The repeat-sales method is an approach to construct property price indexes by exploiting multiple sales for the same property over time to control for time-invariant differences in quality between properties. In practice, repeat-sales indexes come in a number of different flavors. There are two broad classes of repeat-sales price indexes—the geometric repeat-sales index (GRS index) and the arithmetic repeat-sales index (ARS index)—along with various weighting schemes that can be used to weight the prices in the index calculation. In all cases these indexes can be calculated as a linear estimator using a few different matrices. The purpose of the rsmatrix package is to make it easy to construct these matrices and compute a repeat-sales index.
Some data
Let’s start with some fictitious data on house sales for five cities over a ten-year period. These data won’t make an interesting price index, but they’re broadly representative of the type of data used to make a housing price index in practice.
set.seed(15243)
periods <- seq(as.Date("2010-01-01"), as.Date("2019-12-31"), "day")
prices <- data.frame(
sale = sample(periods, 5e5, TRUE),
property = factor(sprintf("%05d", sample(1:5e4, 5e5, TRUE))),
city = factor(sample(1:5, 1e5, TRUE)),
price = round(rlnorm(5e5) * 5e5, -3)
)
prices <- prices[order(prices$city, prices$property, prices$sale), ]
row.names(prices) <- NULL
head(prices)
#> sale property city price
#> 1 2012-11-18 00001 1 2831000
#> 2 2018-10-05 00001 1 290000
#> 3 2010-09-20 00002 1 1519000
#> 4 2019-12-19 00002 1 269000
#> 5 2012-06-25 00003 1 712000
#> 6 2016-10-15 00003 1 520000
Preparing to make the matrices
The repeat-sales method uses multiple sales for the same property over time to identify the change in housing prices. The major step to prepare the data for this method is to make pairs of consecutive sales (sales pairs). Note that this will remove the sizable chunk of properties for which there is only one sale.

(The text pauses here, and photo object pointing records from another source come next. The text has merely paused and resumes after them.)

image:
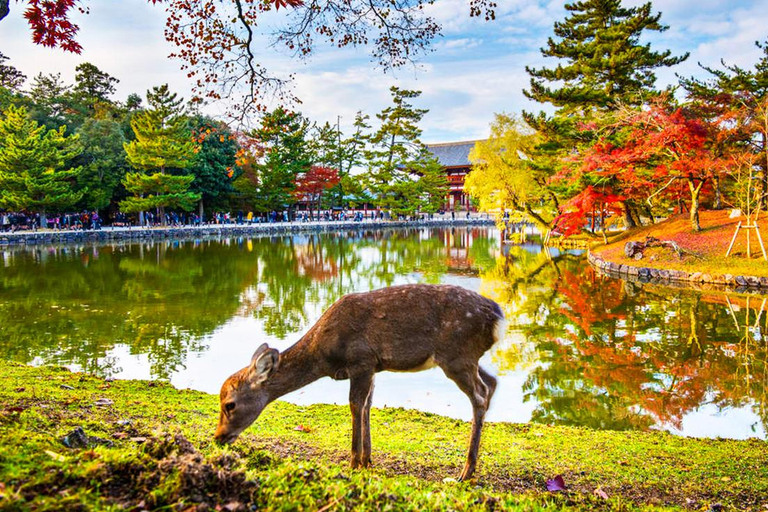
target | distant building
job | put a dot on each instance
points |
(454, 157)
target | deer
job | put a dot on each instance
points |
(405, 328)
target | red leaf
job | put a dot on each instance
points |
(556, 484)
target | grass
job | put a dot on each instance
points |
(708, 246)
(161, 457)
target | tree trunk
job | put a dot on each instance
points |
(649, 211)
(629, 222)
(695, 193)
(718, 203)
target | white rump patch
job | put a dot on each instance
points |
(500, 330)
(426, 365)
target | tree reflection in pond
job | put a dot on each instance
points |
(613, 355)
(589, 350)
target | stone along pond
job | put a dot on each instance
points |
(582, 349)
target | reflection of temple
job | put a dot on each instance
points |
(454, 157)
(457, 246)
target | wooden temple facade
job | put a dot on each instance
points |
(454, 157)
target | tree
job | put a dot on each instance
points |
(283, 137)
(102, 160)
(738, 98)
(504, 177)
(215, 41)
(606, 64)
(163, 143)
(215, 166)
(92, 90)
(602, 64)
(51, 101)
(33, 165)
(402, 176)
(311, 185)
(658, 147)
(10, 77)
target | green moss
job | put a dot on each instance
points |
(162, 457)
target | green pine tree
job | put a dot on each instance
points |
(33, 165)
(742, 96)
(283, 135)
(602, 64)
(402, 177)
(164, 144)
(605, 62)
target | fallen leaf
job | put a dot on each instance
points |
(556, 484)
(55, 456)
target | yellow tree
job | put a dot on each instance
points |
(506, 175)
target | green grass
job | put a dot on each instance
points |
(162, 457)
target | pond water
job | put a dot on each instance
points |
(581, 350)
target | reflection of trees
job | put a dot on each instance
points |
(614, 356)
(75, 304)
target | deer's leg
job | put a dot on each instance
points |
(478, 385)
(365, 455)
(360, 388)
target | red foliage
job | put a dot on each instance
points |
(590, 203)
(49, 21)
(314, 182)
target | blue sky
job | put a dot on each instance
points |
(476, 69)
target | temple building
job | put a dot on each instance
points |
(454, 157)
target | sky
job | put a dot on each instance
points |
(477, 68)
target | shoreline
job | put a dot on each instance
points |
(111, 234)
(699, 281)
(148, 445)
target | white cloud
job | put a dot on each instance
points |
(477, 69)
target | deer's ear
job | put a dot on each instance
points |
(263, 363)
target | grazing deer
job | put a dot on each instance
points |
(403, 328)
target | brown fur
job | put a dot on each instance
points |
(401, 328)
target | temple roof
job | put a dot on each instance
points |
(452, 154)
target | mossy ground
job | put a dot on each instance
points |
(161, 457)
(708, 247)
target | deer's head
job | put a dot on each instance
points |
(243, 395)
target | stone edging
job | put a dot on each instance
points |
(138, 234)
(678, 277)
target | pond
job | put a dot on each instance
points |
(582, 349)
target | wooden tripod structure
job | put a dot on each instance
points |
(752, 216)
(748, 227)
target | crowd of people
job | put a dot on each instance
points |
(18, 221)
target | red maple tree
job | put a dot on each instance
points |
(660, 150)
(311, 185)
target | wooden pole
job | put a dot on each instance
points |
(733, 240)
(760, 240)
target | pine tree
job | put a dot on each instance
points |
(163, 143)
(283, 135)
(10, 77)
(605, 62)
(402, 177)
(33, 165)
(603, 65)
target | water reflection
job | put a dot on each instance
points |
(607, 354)
(583, 349)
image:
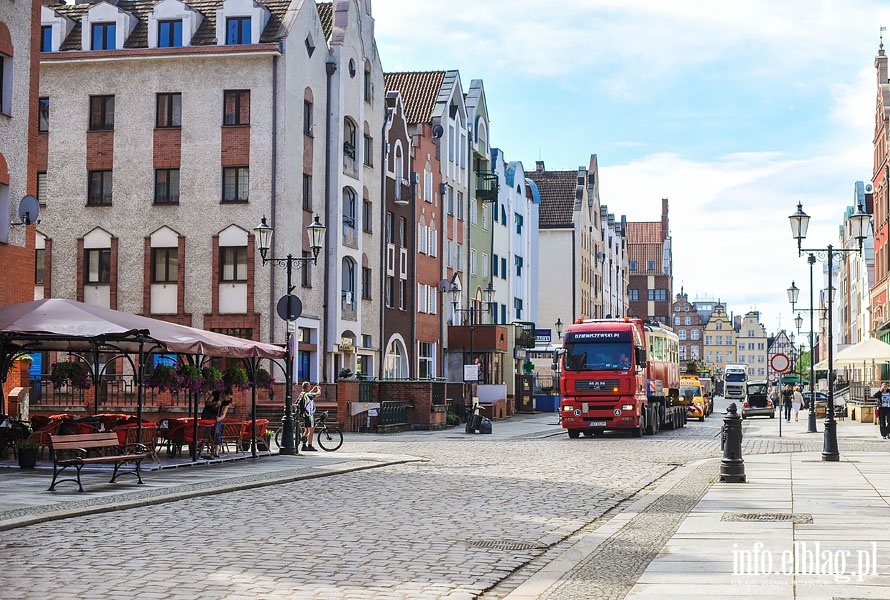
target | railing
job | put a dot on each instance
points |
(393, 413)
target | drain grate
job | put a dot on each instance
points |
(797, 519)
(505, 545)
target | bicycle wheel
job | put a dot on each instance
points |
(329, 438)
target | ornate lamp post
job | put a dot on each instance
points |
(289, 308)
(858, 227)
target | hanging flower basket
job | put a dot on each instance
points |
(164, 378)
(74, 373)
(235, 378)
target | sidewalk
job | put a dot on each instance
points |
(24, 498)
(799, 528)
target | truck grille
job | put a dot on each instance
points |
(596, 385)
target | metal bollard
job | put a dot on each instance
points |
(732, 467)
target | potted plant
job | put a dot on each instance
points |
(74, 373)
(27, 453)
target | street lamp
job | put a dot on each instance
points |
(289, 308)
(793, 292)
(858, 227)
(471, 311)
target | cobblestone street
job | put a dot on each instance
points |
(476, 517)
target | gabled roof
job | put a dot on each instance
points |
(419, 90)
(142, 9)
(326, 15)
(557, 190)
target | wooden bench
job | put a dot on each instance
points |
(71, 451)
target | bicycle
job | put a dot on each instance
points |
(329, 437)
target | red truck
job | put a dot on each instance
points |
(620, 374)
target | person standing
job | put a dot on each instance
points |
(307, 412)
(796, 402)
(883, 396)
(787, 401)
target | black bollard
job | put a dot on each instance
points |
(732, 467)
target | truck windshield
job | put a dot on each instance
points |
(598, 356)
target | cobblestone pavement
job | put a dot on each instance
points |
(475, 518)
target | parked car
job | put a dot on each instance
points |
(757, 400)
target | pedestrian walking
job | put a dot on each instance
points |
(787, 401)
(796, 402)
(883, 396)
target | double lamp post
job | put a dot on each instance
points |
(289, 309)
(858, 225)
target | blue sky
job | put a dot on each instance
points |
(735, 112)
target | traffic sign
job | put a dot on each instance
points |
(780, 363)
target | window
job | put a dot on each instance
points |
(306, 273)
(368, 153)
(388, 291)
(46, 38)
(169, 111)
(99, 188)
(366, 216)
(236, 109)
(167, 186)
(164, 265)
(43, 114)
(424, 360)
(41, 188)
(307, 192)
(235, 184)
(39, 266)
(233, 263)
(237, 30)
(98, 263)
(307, 117)
(170, 34)
(103, 36)
(366, 283)
(101, 112)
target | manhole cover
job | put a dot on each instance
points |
(768, 517)
(505, 545)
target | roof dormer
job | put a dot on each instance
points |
(54, 29)
(106, 27)
(172, 24)
(240, 22)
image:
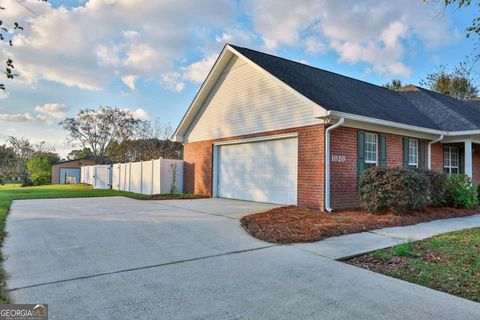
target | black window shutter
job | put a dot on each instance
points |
(383, 151)
(461, 158)
(360, 153)
(421, 154)
(405, 152)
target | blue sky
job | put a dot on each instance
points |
(151, 56)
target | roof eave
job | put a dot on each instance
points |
(386, 123)
(213, 74)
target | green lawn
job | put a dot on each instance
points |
(448, 262)
(10, 192)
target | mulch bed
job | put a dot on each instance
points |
(184, 196)
(297, 224)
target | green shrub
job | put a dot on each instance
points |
(460, 192)
(437, 188)
(396, 189)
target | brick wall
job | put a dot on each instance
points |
(198, 158)
(437, 157)
(476, 165)
(344, 193)
(198, 172)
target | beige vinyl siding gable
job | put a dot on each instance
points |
(244, 100)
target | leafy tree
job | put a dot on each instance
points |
(8, 29)
(40, 167)
(144, 150)
(395, 84)
(97, 130)
(152, 141)
(84, 153)
(8, 163)
(457, 83)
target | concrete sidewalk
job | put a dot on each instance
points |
(119, 258)
(348, 246)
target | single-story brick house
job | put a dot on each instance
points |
(268, 129)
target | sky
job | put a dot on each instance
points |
(151, 57)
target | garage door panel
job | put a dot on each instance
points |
(263, 171)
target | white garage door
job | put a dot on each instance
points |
(264, 171)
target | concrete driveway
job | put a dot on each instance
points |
(118, 258)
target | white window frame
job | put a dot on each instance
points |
(376, 148)
(412, 151)
(448, 167)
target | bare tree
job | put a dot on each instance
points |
(152, 141)
(8, 29)
(24, 151)
(457, 82)
(395, 85)
(97, 130)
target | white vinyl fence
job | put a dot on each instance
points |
(144, 177)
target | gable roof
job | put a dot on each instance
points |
(415, 107)
(448, 113)
(336, 92)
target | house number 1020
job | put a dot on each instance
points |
(336, 158)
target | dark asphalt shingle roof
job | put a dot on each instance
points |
(339, 93)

interaction(prices$city, prices$property, drop = TRUE) |>
tabulate() |>
quantile()
#> 0% 25% 50% 75% 100%
#> 1 1 2 3 11
We’ll be making a monthly index, and it’s useful to turn sale dates
into year months before constructing sales pairs. (Using, say, the
yearmon
class from zoo instead of a factor
means this can be done after making sales pairs.)
prices$period <- cut(prices$sale, "month")
The rs_pairs()
function gives the position of the
previous sale for each property in each city in the data.
sales_pairs <- rs_pairs(prices$sale, interaction(prices$city, prices$property))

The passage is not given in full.